Les auteurs de Sai Comics sont traduits et publiés dans plusieurs langues et chez divers éditeurs et revues (les Italiens Coconino et Canicola, l’Allemand Orang, les Suisses Atrabile et Strapazin).[1]. Par ailleurs, le numéro trois (automne 2005) de la défunte version française de Black (Vertige Graphic – Coconino) comprend plusieurs récits issus de la revue Sai Comics. Le numéro 18 (2011) de Bile Noire reprend également les récits de deux auteurs.))
Sai Comics était également à l’honneur au festival d’Angoulême 2009, une exposition étant consacrée à ses auteurs.

Voitachewski Pourrais-tu te présenter ainsi que Sai Comics[2] en quelques mots ?

Kim Dae-joong je suis né en 1974 et ai lancé Sai Comics au début des années 2000. Plus qu’une maison d’édition, Sai Comics est un mouvement. En fait, Sai Comics a deux types d’activités : l’édition (dont la revue du même nom) et la sensibilisation du public au monde de la bande dessinée ; à travers par exemple des expositions. Nous avons aussi lancé la Sai Narrative Image School : c’est une sorte d’école ouverte qui rassemble (pour l’instant) une poignée d’auteurs.

V Qu’est-ce qui t’a mené à t’intéresser à la bande dessinée et à créer Sai Comics ?

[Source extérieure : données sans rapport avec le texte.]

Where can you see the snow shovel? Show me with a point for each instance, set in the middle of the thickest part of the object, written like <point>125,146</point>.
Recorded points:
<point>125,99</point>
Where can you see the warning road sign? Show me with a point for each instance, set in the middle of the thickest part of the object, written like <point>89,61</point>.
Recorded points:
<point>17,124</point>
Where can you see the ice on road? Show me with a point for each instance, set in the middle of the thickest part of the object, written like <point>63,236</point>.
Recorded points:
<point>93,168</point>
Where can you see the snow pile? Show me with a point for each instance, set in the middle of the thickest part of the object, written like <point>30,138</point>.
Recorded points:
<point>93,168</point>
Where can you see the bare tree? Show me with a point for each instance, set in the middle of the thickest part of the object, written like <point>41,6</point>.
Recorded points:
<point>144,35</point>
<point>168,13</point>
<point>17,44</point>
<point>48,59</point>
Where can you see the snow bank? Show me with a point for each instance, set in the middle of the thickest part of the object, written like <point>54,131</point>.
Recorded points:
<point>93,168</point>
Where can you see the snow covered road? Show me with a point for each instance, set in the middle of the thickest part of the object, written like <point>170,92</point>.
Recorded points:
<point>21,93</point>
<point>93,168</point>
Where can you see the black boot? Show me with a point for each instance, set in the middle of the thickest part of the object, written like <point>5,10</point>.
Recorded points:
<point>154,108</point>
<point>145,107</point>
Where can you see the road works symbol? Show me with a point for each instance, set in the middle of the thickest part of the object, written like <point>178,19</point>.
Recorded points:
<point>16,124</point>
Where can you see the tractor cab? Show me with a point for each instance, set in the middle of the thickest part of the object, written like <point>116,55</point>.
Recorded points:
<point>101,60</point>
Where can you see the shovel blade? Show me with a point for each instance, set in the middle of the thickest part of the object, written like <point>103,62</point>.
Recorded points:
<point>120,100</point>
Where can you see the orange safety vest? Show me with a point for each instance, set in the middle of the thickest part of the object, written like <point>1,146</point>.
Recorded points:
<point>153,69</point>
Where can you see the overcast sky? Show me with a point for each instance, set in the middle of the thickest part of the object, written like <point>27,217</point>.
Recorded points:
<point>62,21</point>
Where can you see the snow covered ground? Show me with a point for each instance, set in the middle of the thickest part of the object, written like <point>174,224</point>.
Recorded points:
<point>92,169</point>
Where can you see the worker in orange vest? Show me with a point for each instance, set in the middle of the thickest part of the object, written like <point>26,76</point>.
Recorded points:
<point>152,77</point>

KDJ C’est une longue histoire ! J’ai grandi pendant des années de dictature. Nous avions à certains moments accès à des mangas japonais. Il y avait surtout une revue pour enfants appelée L’Île au Trésor (je crois que le titre est un emprunt à une œuvre à Tezuka) et qui contenait principalement des bandes dessinées. La revue était épaisse et je la lisais régulièrement.
Ça, c’était au début des années 1980. Et puis, en 1988, Dragonball a été publié en coréen. Ça a été un choc ! C’était un manga totalement différent de ce qu’on lisait alors en Corée. D’abord, les histoires étaient bien dessinées. Ensuite, les récits étaient plus osés. Les auteurs coréens souffraient de la censure alors que dans Dragonball il arrivait qu’un personnage se fasse couper un bras… ou même la tête ! Et puis, il y avait de l’érotisme aussi avec quelques nus ou des personnages qui se déshabillaient… Tout cela était complètement nouveau ! D’autres traductions ont suivi : City Hunter, Ken le Survivant et surtout Akira qui a aussi été un choc ! Je me rappelle encore du jour où j’ai acheté mon premier volume d’Akira
En même temps, on souffrait de la dictature : pendant un moment, le gouvernement a décidé d’interdire l’importation de tous biens culturels en provenance du Japon, dont naturellement les mangas… En plus, les éditions coréennes de ces mangas étaient vraiment médiocres. C’était d’ailleurs souvent des éditions illégales. Un truc que je ne supportais pas, c’était la traduction des onomatopées : le traducteur effaçait les caractères japonais pour les remplacer par du coréen mais au passage il effaçait aussi une partie du dessin ! Ça m’énervait ! Et puis le papier était vraiment de mauvaise qualité.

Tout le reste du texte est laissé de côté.